Thankfully, Richard did not offer pity but instead provided a battle plan. Yes, he would go to the Parsonage and say goodbye to Mr. and Mrs. Collins and Miss Lucas. He would show Elizabeth her reproofs there were entirely unjust.
“You do not need to stay long. I will make myself available should Miss Bennet have any questions,” Richard said as they neared the house.
Darcy mutely nodded his head. Elizabeth was not present, and he could scarcely sit still for wondering if her delayed appearance was because she was reading his letter and reproaching herself. He said just enough to be considered civil in Mrs. Collins drawing room and excused himself early, citing the need to write his steward. Richard stayed behind, good man that he was.
As Darcy finally returned to Rosings, he saw Lady Montague-Churchill’s carriage outside. She was Lady Catherine’s closest friend and nearest neighbour that was a peer. Today was not her usual day for calling, but hopefully, that meant his aunt would be too distracted to drop such large hints that he was expected to marry Anne. Upon entering the house, he was informed by the butler that his aunt requested he see her in the drawing room upon his return. With resignation, he complied.
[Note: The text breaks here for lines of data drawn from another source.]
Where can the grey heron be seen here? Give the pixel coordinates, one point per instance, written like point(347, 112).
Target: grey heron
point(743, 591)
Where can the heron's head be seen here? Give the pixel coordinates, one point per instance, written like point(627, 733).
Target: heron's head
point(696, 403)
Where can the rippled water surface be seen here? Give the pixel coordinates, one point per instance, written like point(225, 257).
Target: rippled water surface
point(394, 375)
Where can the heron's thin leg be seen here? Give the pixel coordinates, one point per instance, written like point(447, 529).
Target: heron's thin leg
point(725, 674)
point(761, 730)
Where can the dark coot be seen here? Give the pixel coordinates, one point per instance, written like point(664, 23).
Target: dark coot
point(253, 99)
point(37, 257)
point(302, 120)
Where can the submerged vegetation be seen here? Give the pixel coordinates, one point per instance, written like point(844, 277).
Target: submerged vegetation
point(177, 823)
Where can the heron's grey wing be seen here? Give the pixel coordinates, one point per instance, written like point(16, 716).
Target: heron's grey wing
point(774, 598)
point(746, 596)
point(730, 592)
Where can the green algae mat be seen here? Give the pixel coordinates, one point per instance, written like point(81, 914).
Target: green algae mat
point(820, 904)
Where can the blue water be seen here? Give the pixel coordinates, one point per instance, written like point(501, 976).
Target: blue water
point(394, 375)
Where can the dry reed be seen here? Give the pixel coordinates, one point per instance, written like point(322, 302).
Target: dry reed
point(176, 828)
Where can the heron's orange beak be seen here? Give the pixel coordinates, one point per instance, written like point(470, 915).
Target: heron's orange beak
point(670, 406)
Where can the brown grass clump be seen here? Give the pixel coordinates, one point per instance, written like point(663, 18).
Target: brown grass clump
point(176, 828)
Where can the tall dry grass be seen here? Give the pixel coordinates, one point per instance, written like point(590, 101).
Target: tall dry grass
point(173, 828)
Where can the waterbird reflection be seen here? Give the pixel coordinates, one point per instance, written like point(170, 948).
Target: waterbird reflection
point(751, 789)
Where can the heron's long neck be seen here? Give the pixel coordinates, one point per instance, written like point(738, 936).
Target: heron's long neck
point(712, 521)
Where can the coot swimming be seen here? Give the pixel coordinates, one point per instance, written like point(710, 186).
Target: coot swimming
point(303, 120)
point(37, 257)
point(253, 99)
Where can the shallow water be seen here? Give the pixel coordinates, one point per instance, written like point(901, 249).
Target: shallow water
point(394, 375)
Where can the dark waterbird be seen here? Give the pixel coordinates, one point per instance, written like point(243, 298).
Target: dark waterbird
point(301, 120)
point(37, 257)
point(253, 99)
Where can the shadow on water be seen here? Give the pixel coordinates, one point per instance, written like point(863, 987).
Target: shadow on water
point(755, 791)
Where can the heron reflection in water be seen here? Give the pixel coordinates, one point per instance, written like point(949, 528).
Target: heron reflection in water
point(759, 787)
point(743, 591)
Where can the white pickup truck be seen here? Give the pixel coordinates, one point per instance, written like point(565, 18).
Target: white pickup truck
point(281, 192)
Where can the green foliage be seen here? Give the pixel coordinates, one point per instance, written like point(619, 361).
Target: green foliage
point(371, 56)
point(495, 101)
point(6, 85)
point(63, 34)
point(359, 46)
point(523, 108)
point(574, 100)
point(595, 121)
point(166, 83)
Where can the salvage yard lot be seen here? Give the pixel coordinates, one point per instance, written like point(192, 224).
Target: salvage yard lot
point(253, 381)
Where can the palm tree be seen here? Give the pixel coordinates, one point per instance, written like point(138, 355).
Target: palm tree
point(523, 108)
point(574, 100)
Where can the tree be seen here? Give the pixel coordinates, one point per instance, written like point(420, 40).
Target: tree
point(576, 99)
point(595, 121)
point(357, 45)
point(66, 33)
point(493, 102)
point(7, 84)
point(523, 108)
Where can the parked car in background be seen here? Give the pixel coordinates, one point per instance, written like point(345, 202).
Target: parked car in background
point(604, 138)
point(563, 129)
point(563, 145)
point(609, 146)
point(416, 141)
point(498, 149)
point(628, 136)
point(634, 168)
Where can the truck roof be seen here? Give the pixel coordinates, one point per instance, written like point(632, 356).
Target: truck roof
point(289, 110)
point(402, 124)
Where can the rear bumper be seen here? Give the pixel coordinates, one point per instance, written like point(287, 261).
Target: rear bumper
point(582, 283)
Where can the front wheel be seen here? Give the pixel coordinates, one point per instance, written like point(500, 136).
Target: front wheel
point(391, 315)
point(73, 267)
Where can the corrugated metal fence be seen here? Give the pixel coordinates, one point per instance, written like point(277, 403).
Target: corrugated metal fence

“Ah, here is Darcy,” she said at his entrance. “I do not think you have seen him in the last few years. He always seems to be out when you visit. You recall he is the same age as your son Matthew.”
“No, I have not seen him since his father died, I believe. Well, he was always a handsome young man,” she said while retrieving spectacles from her reticule. After putting them on her face, she gasped.
“Matilda, what is it? You look as though you have seen a ghost!”
“Oh, nothing is the matter at all,” she said. “If you will beg my pardon, I really cannot stay any longer. You know it is not my usual day for calling anyway,” the lady said and hastily stood.
“Of course, dear. I will give your regards to Anne.”
Lady Montague-Churchill thanked her friend. As she left the room, she peered up at Darcy with reproach in her eyes. Unfortunately, he was too distracted by the strange encounter to think of a reason to return to his chambers and instead had to listen to his aunt extoll for an hour about the expectations of his name. This ranged from being friendlier with her acquaintances to demands of duty in marriage. At last, Richard was heard entering the house and gave Darcy a reprieve.
In the privacy of Darcy’s rooms, Richard declared he waited as long as he could and still Elizabeth had not returned to the Parsonage. Darcy tried to content himself with the fact that he would never see or hear of her again. That night when sleep did not come, he was left with memories of his stolen kiss. He had instantly regretted it, and the memory merged with the strange reaction of Lady Montague-Churchill upon seeing him. For the first, he could only say it was yet another thing Elizabeth could hold against his character and for the second he had no ready explanation other than the strangeness of his aunt’s friends.
A note his aunt received at the breakfast table the next morning changed all of his expectations of never seeing Elizabeth again.